Just a bit more from the Hidden Costs of Reward. One of the pieces in there from Edward Deci digs a bit further into the different factors that influence the way that rewards affect us. Again this is tied to the idea that incentives/rewards can reduce intrinsic motivation (and performance, creativity...).

He makes the point that the effects depend in part on how we see the reward - is it about controlling/encouraging a certain behaviour, or is it 'informational' (ie a 'well done'). He argues that the latter will have less of a negative impact than the former. Along similar lines, the more salient the contingency of the reward (ie you must hit certain targets to get the bonus) the more potentially damaging.
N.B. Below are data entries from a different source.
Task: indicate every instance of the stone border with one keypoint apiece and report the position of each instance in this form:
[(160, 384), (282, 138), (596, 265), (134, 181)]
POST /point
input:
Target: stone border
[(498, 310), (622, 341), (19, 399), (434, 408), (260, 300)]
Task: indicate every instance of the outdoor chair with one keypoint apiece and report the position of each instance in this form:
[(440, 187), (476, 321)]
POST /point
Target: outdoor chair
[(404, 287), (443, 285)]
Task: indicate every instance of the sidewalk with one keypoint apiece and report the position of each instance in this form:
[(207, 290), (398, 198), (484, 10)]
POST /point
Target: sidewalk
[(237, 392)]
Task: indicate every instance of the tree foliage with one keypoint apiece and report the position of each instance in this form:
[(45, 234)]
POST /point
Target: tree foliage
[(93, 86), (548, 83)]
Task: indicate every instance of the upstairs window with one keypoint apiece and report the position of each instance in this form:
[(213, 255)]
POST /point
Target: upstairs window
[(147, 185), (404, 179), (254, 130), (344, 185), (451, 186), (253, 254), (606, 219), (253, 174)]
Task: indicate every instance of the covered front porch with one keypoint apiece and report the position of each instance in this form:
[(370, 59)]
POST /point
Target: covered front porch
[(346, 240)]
And notably women seem more likely to interpret rewards as controlling rather than informational than men.

Anyhow, once again you get drawn back to the idea that the evolution of performance-related pay in the boardroom tends largely to tick the WRONG boxes when looked at from a psychological perspective. Particularly because of the influence of agency theory, rewards are explicitly designed to direct behaviour (to overcome shirking and/or opportunism). What's more 'reform' of exec pay has focused on more complicated targets - including non-financial ones - which increase the salience of contingency.

One could argue that given that we are presumably dealing with confident individuals they won't read the incentives as controlling/directing, and instead reinterpret them as informational (ie I'm being given this money because I'm uniquely talented). But if that if the case (and I think it maybe in some instances) then incentives only don't do damage because the subjects don't interpret them/respond to them the way they are intended to.

Finally, it does lead you to ponder whether tying rewards to management of non-financials might lead to motivation crowding. Bruno Frey argues that regulation can reduce the desires to do they right thing amongst those that were doing it already, maybe financial incentives for managing ESG issues might do the same.